Athen (dpa) - Grünes Licht für die nächste Tranche des Griechenland-Rettungspakets: Es handelt sich um neun Milliarden Euro, die bis Mitte Januar gezahlt werden sollen. Dies teilten Kontrolleure des Internationalen Währungsfonds (IWF), der Europäischen Zentralbank (EZB) und der Europäischen Union (EU) mit.

Zudem brachte ein IWF-Vertreter eine Streckung der Rückzahlungsfrist für einige an das Land vergebene Kredite ins Gespräch.

Der IWF und die Euro-Länder helfen den Griechen mit insgesamt 110 Milliarden Euro bis 2013. Die Rettungsgelder werden alle drei Monate in Tranchen ausgezahlt, nachdem die Kontrolleure die Bücher in Athen geprüft haben. Die nächste Tranche ist für Mitte März 2011 geplant.

Künftig wird den Angaben zufolge gesetzlich festgelegt, dass für jede Neueinstellung im Staatsdienst zuerst fünf Angestellte in Rente gehen. Zudem sollten kleinere Gewerkschaften niedrigere Löhne mit den Arbeitgebern vereinbarten können, als die Tarifverträge der Dachverbände vorsehen, berichtete der staatliche griechische Rundfunk weiter.

Das Land sei auf dem richtigen Kurs. Es müsse sich aber weiter «anstrengen». Vor allem im Gesundheitswesen könne noch viel Geld gespart werden.
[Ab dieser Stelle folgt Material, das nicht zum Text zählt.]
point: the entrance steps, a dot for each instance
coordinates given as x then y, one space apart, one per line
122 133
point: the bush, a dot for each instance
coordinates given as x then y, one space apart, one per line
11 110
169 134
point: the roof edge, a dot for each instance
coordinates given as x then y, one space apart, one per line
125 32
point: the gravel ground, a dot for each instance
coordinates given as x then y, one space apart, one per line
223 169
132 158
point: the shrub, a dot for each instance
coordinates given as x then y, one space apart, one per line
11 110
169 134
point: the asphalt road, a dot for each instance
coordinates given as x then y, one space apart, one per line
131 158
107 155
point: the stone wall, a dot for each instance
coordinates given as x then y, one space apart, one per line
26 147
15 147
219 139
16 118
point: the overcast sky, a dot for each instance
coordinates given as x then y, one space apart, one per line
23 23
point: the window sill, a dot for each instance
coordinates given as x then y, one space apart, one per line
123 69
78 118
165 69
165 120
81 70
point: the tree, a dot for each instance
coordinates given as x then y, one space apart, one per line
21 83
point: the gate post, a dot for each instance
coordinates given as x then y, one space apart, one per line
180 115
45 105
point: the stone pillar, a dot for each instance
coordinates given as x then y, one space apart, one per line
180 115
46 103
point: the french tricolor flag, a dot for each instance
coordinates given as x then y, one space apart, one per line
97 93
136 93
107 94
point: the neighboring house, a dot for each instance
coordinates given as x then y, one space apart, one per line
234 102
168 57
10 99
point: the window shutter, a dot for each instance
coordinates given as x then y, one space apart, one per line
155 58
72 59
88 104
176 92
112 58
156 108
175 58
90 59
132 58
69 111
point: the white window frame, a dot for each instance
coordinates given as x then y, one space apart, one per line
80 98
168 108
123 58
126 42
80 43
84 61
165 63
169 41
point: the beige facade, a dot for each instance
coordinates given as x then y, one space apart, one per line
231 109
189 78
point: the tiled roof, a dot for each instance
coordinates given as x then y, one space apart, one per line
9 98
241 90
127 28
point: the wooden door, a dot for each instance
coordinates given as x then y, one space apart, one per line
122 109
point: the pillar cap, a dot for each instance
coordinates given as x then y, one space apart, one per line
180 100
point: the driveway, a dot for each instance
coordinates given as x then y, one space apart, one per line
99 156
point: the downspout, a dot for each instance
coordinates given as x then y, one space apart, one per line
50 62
Griechenland werde nach Ansicht des IWF- Vertreters Poul Thomsen nach etwa zwei Jahren in der Lage sein, sich Geld am Markt zu leihen. Im Notfall könne es auch eine «Streckung der Fristen» oder kleinere Zusatzkredite geben, meinte Thomsen.

Die griechische Regierung unter Ministerpräsident Giorgos Papandreou hatte in den vergangenen 13 Monaten eine drastische Sparpolitik durchgesetzt, um das Land vor dem Staatsbankrott zu retten. Deswegen gab es Streiks und massive Proteste.